I asked Bloom if I could have a few words with my client before they began the Q and A. A uniformed cop brought Harper into the empty office where I was waiting for him. He was manacled and chained. I had never before this moment seen a human being chained like an animal. The chain was wrapped around his waist and through the connecting links of the handcuffs that held his hands fastened behind his back, and then looped between his legs and through the connecting links of the leg irons on his ankles. There was blood caked on his face and both his eyes were swollen and discolored. Looking at him, battered and chained that way, I couldn’t help remembering what Sally Owen had called him: King Kong.

“How are you?” I said.

“So-so,” he said.

“Sit down.”

“Ain’t too comfortable, my hands locked behind my back this way.”

He sat anyway, easing his huge body into a leather chair, shifting his weight so that he was resting on one hip.

“Why’d you hit me?” I asked.

“You was about to turn me in.”

“No, I asked you to turn yourself in voluntarily.”

“Same thing.”

“Because I was afraid you might get hurt out there.”

“Got hurt out there anyway, dinn I?”

“Who did it?”

“Don’t actually know. Lots of cops ’tween Miami an’ here, all of them with clubs.”

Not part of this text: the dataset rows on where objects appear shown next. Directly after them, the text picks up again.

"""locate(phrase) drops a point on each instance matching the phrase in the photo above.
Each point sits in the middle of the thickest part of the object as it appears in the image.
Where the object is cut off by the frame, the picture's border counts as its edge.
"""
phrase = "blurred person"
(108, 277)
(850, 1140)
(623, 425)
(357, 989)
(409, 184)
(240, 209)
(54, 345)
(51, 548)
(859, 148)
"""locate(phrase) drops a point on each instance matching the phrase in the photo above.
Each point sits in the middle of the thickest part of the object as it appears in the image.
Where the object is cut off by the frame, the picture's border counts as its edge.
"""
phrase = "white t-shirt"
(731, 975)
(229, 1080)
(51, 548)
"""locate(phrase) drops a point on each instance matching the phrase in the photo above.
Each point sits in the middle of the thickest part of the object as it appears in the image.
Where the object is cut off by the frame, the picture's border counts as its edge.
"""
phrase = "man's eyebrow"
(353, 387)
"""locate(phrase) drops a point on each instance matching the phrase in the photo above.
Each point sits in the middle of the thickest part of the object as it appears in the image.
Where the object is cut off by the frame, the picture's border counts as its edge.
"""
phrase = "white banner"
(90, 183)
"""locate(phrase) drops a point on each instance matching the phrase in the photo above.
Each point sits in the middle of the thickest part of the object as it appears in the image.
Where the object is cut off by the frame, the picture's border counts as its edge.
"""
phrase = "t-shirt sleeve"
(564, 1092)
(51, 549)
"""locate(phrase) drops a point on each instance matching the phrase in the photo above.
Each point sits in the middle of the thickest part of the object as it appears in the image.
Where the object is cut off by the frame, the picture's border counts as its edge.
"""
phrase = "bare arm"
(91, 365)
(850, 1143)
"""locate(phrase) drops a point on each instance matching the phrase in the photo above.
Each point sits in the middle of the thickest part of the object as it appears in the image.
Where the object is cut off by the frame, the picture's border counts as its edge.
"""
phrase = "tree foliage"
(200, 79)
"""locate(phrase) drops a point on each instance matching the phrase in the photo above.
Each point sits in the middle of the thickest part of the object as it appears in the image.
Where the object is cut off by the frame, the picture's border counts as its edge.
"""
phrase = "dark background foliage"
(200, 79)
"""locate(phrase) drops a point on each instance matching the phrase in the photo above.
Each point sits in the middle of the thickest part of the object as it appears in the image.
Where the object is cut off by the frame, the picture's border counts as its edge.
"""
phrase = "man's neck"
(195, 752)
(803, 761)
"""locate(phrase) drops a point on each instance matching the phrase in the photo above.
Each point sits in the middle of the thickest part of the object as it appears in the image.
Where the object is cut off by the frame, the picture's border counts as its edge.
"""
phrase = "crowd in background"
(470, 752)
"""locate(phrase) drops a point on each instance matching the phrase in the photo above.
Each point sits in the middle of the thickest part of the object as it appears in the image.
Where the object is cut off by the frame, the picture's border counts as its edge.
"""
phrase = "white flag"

“What were you doing in Miami again?”

“Sightseein. Lookin.”

“For Lloyd Davis?”

He shifted his weight in the chair. His eyes avoided mine.

“Mr. Harper? Did you go to Miami looking for Lloyd Davis?”

He did not answer me.

“How about Pompano? You were there on the fifteenth, did you go there looking for Lloyd Davis?”

He still did not answer.

“Or Vero Beach? You went there that same day. Did you expect to find Lloyd Davis there?”

“Thass a lot of questions, Mr. Hope.”

“But no answers so far. How about helping me?”

“Why would I go any of those places lookin for Lloyd?”

“Because his wife told you he was with an artillery reserve unit, and your former buddy Ronnie Palmer told you where all the Seven/Nine batteries drilled. You didn’t know which battery he was with, so you had to start trying them all. Why were you looking for Lloyd Davis?”

“Thass personal, Mr. Hope.”

“Not anymore, it isn’t.”

“I ain’t sure I know what you mean by that.”

“I think you found out about him and Michelle, Mr. Harper. I think that’s why—”

He shoved himself out of the chair and lunged toward me. The chain between his legs and fastened to the leg irons caught him up short. He stood there shaking, straining at the chains, and I thought for a moment he might snap them as easily as King Kong had. And then suddenly, he began weeping the way he had the first time in this building, only this time he wasn’t sitting, this time he stood there like a huge mountain erupting tears, his shoulders and his chest heaving, his entire body quaking, the tears streaming down his face like molten lava.

I went to him. I put my arm around his shoulders.

“It’s all right,” I said.

He shook his head.

“Sit down.”

He shook his head again.

“Please. Sit down.”

I helped him into the chair. He sat bent forward, his hands cuffed behind his back, his body still shaking, the tears still coming uncontrollably.

“How did you find out?” I asked.

“I found the paintin Sally Owen done.”

“The one in your garage?”

“Yessir.”

“What about it?”

“Found it in the closet, ast Michelle whut it was. Ast her whut it was spose to be. White woman kissin a black man, whut was it spose to be? She tole me it was her an’ me, said it was spose to be her an’ me. Said it was a present from Sally. I tole her the man in that pitcher dinn look nothin at all like me, an’ if it was spose to be us, if it was a present from Sally spose to be us, then whut was she hidin it in the closet for? And then she... she tole me.”

“When was this, Mr. Harper? When did you find that painting?”